Александр Гликсман приходил и уходил, но так тихо и молчаливо, что она едва замечала его. Она отрывала глаза от того, что держала в руках, — а в подвале уже никого не было; потом снова поднимала голову — и он опять стоял рядом, глядя на нее большими глазами, которые, казалось, становились тем больше, чем дольше он смотрел. Иногда он приносил что-нибудь поесть помимо ежедневного обеденного супа — кусок хлеба с тонким слоем маргарина или тонко нарезанную редиску. Случалось, что они ели вместе, и она как-то спросила: зачем каждый раз непременно пользоваться отдельным входом, приходить и уходить незамеченными?
Она ожидала, что ответ будет уклончивым, но Гликсман ответил на удивление прямо. «Архив — сердце гетто», — сказал он. Работу здесь получают лишь те, у кого есть высокие покровители, чего не скажешь о Вере. Выплыви наружу тот факт, что она попала сюда не «обычным путем», кто-нибудь вполне мог бы тоже предъявить претензию на эту должность (при том, что начальник архива господин Нефталин, безусловно, в курсе, что она работает здесь). К тому же в ее случае имеют место особые обстоятельства, добавил он и сделал легкое неуклюжее движение, словно желая положить обе ее ноющие руки на колени. Но говорить это было не обязательно. Все знали, как опасно теперь приютить или взять на работу человека, на котором поставили клеймо нетрудоспособного.

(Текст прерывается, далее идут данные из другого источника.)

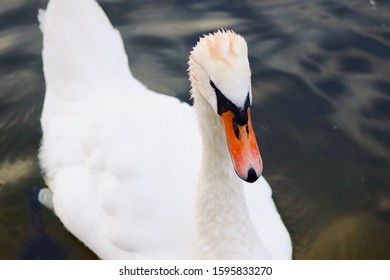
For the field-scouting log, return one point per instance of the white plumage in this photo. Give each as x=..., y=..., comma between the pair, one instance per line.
x=124, y=164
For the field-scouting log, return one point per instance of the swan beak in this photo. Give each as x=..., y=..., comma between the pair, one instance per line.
x=243, y=147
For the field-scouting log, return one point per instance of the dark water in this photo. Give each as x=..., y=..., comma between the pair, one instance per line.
x=321, y=83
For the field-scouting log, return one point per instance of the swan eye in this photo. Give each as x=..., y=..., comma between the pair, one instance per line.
x=224, y=105
x=235, y=127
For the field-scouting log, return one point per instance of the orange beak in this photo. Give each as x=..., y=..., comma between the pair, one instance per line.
x=243, y=148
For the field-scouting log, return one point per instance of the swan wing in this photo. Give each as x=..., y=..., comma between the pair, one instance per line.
x=111, y=148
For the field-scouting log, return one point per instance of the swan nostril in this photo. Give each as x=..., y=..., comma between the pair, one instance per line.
x=252, y=176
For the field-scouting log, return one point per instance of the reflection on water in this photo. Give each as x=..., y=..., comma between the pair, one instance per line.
x=321, y=100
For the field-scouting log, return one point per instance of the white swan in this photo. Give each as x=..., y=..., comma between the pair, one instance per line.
x=128, y=171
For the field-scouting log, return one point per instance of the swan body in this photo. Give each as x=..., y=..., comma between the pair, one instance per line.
x=139, y=175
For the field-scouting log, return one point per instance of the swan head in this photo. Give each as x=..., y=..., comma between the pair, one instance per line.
x=219, y=71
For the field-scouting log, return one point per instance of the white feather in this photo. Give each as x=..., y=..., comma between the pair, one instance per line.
x=123, y=162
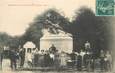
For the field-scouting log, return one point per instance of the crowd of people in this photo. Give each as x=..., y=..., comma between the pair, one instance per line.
x=53, y=58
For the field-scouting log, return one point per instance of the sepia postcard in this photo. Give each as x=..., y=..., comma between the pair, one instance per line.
x=57, y=36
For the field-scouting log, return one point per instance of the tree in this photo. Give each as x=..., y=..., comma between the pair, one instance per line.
x=88, y=27
x=50, y=19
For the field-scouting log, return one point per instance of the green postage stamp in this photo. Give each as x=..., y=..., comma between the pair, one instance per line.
x=105, y=7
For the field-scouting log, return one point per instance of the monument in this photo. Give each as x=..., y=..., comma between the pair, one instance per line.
x=62, y=41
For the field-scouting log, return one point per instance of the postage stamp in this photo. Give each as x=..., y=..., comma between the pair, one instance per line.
x=104, y=7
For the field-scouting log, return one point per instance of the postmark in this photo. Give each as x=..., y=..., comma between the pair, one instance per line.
x=104, y=7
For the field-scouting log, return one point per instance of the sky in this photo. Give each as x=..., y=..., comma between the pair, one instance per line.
x=15, y=15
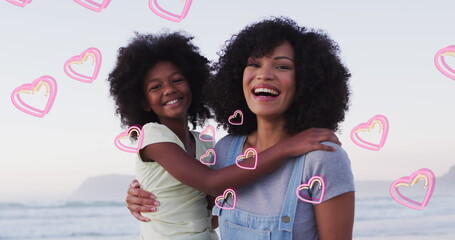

Иногда господин Гликсман все же выводил ее «на волю». После долгих дней, проведенных в темном тесном подвале, большой архивный зал на втором этаже казался Вере чудесно светлым и просторным. Посреди зала стояла большая печка с железной трубой, выходившей по потолку в одно из широких окон. Должно быть, у печки было тепло — сотрудники архива работали перед ней в одних блузках и рубашках. В зале было пять больших вращающихся картотек. Они стояли в ряд, будто вертикальные восьмиугольные лотерейные барабаны с окошечками по бокам, открывавшимися наружу, как дверцы шкафа. В картотечных барабанах находились регистрационные карты всех жителей гетто, рассортированные частично в алфавитном порядке, по фамилиям, частично — по месту проживания. Картотеки закрывались и опечатывались каждый вечер; говорили, что кроме председателя ключ имеется только у адвоката Нефталина, начальника архивного отдела. И адвокат Нефталин торжественно отпирал их каждое утро. За длинными рабочими столами вокруг вращающихся с беспрестанным дребезжанием картотек служащие архива сортировали копии писем и протоколы по конвертам и коричневым архивным папкам.
Четыре окна архивного зала выходили на костел Св. Марии и мост над Хохенштайнерштрассе. С каждым днем свет солнца, встающего за мостом и двойными башнями костела, ложился все дальше на пол архивного зала, и маркизы на окнах опускали все ниже, пока весь зал не погружался в странную темно- серую, почти нереальную полутень. Но по утрам и вечерам маркизы бывали подняты, и границы между большим залом с его архивными барабанами и площадью с ее высоким деревянным мостом растворялись снова. Люди, поднимавшиеся и спускавшиеся по мосту, проходили иногда так близко, что казалось, будто они направляются прямиком в архивный зал.